Covid19 : « Utiliser des mouchoirs à usage unique et les jeter. » les jeter mais où ?

Vendredi 13 mars 2020, COVID-19 ET DÉCHETS D’ACTIVITÉS DE SOINS À RISQUES INFECTIEUX

Robin des BoisHier au Conseil d’Administration de l’ANSES* le représentant de Robin des Bois a exprimé notamment à l’adresse des représentants du ministère de la Santé et du ministère de l’Ecologie ses réserves et ses étonnements vis-à-vis des mots d’ordre tels qu’ils sont à ce jour adressés à la population générale via le site gouvernement.fr/info-coronavirus.

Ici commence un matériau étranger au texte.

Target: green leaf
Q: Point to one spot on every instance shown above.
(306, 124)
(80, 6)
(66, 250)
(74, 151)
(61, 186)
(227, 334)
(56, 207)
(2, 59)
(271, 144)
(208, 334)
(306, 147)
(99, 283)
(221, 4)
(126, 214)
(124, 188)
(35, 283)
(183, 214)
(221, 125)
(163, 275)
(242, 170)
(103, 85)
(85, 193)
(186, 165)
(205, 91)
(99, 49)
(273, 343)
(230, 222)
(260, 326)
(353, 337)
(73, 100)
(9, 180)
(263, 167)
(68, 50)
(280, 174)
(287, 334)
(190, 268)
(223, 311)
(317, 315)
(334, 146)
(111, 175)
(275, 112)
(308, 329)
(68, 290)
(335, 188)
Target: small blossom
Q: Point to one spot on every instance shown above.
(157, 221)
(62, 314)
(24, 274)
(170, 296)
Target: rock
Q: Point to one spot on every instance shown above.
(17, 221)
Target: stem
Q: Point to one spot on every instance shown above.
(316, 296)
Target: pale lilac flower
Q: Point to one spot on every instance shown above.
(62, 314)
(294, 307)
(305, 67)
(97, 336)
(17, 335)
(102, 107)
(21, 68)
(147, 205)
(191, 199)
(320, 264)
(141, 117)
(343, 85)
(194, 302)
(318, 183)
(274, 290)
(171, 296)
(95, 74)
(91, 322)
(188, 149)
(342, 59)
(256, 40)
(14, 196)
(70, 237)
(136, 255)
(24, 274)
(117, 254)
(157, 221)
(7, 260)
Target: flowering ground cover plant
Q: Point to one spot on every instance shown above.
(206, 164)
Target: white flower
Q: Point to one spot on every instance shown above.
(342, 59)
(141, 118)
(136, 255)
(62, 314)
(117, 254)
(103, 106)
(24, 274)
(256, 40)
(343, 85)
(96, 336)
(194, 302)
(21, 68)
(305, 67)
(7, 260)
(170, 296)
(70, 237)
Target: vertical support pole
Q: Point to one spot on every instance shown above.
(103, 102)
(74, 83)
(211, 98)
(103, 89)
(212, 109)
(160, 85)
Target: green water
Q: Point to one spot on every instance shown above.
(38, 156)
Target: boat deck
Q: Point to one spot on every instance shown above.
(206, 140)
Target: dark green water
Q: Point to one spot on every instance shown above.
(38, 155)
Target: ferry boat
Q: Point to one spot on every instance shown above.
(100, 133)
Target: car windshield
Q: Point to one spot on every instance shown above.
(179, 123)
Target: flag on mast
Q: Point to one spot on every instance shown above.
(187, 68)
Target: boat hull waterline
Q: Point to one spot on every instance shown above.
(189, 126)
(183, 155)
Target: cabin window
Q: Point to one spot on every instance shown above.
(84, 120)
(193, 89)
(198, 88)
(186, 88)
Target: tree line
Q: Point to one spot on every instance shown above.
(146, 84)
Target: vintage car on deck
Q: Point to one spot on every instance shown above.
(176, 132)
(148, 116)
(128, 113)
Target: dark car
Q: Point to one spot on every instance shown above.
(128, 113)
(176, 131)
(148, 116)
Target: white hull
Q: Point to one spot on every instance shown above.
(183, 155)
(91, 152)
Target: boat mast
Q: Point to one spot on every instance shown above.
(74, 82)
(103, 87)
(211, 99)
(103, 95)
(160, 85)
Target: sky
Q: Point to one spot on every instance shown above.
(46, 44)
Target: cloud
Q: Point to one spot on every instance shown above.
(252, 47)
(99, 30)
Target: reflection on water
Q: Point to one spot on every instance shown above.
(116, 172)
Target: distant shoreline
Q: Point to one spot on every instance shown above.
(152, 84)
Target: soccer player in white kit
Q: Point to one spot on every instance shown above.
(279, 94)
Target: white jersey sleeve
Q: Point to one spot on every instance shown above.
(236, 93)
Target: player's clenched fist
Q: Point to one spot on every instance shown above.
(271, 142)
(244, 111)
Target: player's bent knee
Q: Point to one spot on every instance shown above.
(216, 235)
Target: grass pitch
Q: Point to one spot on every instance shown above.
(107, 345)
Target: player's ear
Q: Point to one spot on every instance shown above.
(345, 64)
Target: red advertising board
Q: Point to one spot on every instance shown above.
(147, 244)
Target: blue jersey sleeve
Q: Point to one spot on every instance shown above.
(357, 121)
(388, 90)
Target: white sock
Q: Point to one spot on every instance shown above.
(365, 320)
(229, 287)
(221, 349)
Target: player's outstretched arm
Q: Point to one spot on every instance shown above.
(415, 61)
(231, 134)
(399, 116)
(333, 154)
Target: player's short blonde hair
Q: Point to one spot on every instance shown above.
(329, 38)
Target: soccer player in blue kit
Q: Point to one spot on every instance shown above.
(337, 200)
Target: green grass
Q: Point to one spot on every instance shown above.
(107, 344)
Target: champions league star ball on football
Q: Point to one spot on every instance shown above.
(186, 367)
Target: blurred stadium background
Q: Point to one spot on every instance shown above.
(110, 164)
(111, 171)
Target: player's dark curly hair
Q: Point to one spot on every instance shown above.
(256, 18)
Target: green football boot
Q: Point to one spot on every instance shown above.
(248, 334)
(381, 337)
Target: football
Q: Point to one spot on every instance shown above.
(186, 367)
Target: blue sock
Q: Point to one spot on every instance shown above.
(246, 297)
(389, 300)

« Tousser ou éternuer dans son coude ou dans un mouchoir. » « Utiliser des mouchoirs à usage unique et les jeter. »
Le mouchoir à usage unique est prescrit. Après chaque quinte de toux, éternuement ou expectoration, il convient de le jeter (sic). « Jeter » mais où ? Dans la rue, dans les milieux naturels, par la fenêtre, dans un bac à compost, dans un conteneur à textiles usagés ou dans des poubelles à déchets recyclables ? Oubliant de flécher ces déchets sanitaires, le gouvernement nous recommande simplement de les « jeter », pour ne pas dire de s’en débarrasser. En fait, tous ces déchets à risques sanitaires doivent selon Robin des Bois être regroupés dans des sacs poubelle fermés et déposés dans un bac à déchets non recyclables et non compostables pour éviter leur dispersion dans les environnements ou sur les tables de tri des déchets ménagers.

Si on peut espérer qu’en toute logique de traçabilité les masques de protection du personnel médical, infirmier, aide-soignant et ambulancier soient traités en tant que DASRI (Déchets d’Activités de Soins à Risques Infectieux) et par conséquent incinérés dans des filières validées, par contre on peut redouter que les masques portés spontanément par des personnes étrangères aux personnels sanitaires ne suivent pas la même filière. Il convient donc ici aussi d’inviter la population à une gestion minimale, c’est-à-dire le dépôt dans des poubelles destinées à l’élimination, comme les mouchoirs.

De plus en plus de passagers dans les transports en commun et notamment dans le métro portent en guise de protection sur la bouche et sur le nez des foulards ou des écharpes. Il serait utile que le site du gouvernement se prononce sur l’efficacité et les modalités après usage de cette protection spontanée.

* Agence nationale de sécurité sanitaire de l’alimentation, de l’environnement et du travail.